Tuesday, 28 May 2013

Gov Aliyu Kicks Against Banning Of Almajiri System

Niger state governor Dr. Babangida Aliyu has
dismissed the senate president David Mark's call
for the banning of the Almajiri system of
education, as he opined that the solution to the
system is not the banning "because you don't
ban a culture without having a replacement."
Speaking when the Senate Committee on
Education paid him a courtesy visit in his office
in Minna, Monday, the governor said many vital
issues like their religion, culture and settlement
have to be taken into consideration before
thinking of banning the system.
"It is not just something you just wake up and
say ban. It is the same thing like the Normadic
schools introduced by the federal government
some years ago and because we did not pay
attention to their culture and religion, major
problems started coming up and this is why the
programme is not succeeding," he noted.
"If we can have a way where the federal, state
and local governments can come to the aid of
these people by absolving them and their
teachers into normal school system so that
people will not think we want to kill their
religion by banning what they consider their
culture and that is why we have to think deeply
about that."
Aliyu also kicked against the building of Almajiri
schools pointing out that this will not solve the
problem because it will look to them as if they
are being stigmatized.
"I agree that there is the need to do something
about the Almajiri system but I feel that with
the way we are doing it now by just building
Almajiri schools, it will not solve the problem.

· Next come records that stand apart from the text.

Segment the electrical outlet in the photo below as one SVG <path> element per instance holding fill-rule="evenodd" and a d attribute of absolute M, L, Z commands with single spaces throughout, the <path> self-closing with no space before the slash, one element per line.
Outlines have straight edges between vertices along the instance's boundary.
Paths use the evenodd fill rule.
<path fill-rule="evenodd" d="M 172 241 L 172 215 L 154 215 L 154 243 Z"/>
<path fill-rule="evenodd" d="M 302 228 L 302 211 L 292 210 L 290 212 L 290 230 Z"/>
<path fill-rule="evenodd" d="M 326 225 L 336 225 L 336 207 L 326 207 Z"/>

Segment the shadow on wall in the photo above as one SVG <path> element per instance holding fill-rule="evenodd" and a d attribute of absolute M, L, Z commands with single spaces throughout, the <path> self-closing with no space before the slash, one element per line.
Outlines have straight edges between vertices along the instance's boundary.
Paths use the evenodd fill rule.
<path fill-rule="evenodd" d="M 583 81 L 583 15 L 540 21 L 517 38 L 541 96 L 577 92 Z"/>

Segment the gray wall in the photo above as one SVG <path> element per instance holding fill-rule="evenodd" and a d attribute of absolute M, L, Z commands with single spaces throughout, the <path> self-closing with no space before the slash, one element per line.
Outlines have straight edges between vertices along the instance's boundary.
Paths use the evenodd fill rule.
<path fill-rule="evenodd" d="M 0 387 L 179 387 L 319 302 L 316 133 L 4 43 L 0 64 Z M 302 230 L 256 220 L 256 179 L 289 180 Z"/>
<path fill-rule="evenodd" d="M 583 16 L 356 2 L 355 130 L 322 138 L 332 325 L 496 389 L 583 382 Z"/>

They must be treated as citizens and not to make
it look like a stigma and we have to sit down and
look at these and it is not the question of
banning but a question of what do we do to
make sure they are all absorbed into the formal
school system," the governor remarked.
Governor Aliyu also took a swipe at the nation's
school curriculum and called for its immediate
review.
According to him, "certificate does not make a
man; certificate does not do the work but it is
the person who does the work and this is why we
need to pay less attention on certificate which
many students are now desperate to acquire but
rather pay attention on what they can produce."